What happened, you ask? Well, the NDP’s Thomas Mulcair asked (read: roared) the government if Canada’s 30-day commitment to Iraqi support would actually end on October 4th. So, like any insurance broker turned public servant, Calandra responded with something totally unrelated.

“Mr. Speaker, there’s a great deal of confusion with respect to the NDP position on Israel,” he said. There also seems to be a great deal of confusion with respect to Paul Calandra’s grasp of Question Period’s mechanics. Calandra didn’t stop there, though. Canadians may not be aware of this, but the Conservative party is very pro-Israel.


Hawaiian shirts on Friday? Ya, I'm in.Chris Wattie/Reuters

It’s very important that I let you know how pro-Israel I am at all times. Otherwise you may forget.
Chris Wattie/Reuters


Calandra must have felt it was his obligation—nay, his moral duty—to plug partisan policy in the already strained state of Question Period. An NDP member referred to Israel’s role in Gaza as “genocide” during a fundraiser event. Predictably, the left wing, socialist, welfare-loving, Marx-abiding Commies in the NDP were in uproar.

Do these kale-eating Dippers understand how our beautiful nation works? Our government functions based on conventions—situations that have set precedence for future interactions. Did they forget when former House speaker Peter Milliken said, “it is called question period, not answer period”?

Boom. Logic. The Milliken Principle is clearly a freshly minted portion of the Canadian constitution. Its overall use can be extrapolated to the government in general.
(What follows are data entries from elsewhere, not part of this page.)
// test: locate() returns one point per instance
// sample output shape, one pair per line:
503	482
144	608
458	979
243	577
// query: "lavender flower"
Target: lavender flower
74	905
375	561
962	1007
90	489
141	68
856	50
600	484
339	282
We call the House of Commons by that name because it is the legislative body where communities across the nation gather to discuss policy. Nobody said it was the House of Rational Debate Among Fairly Elected Representatives of Communities Across Canada. For all his lawyer-ing and inquiry games, Mulcair doesn’t understand the fine print of governance.

Still, the pressure of the lame-stream “public servants should answer questions” media finally broke vanguard Calandra. Today, he showed remorse for his “passion” and “anger.” It’s a damned shame.

Only one question remains: did he answer the question?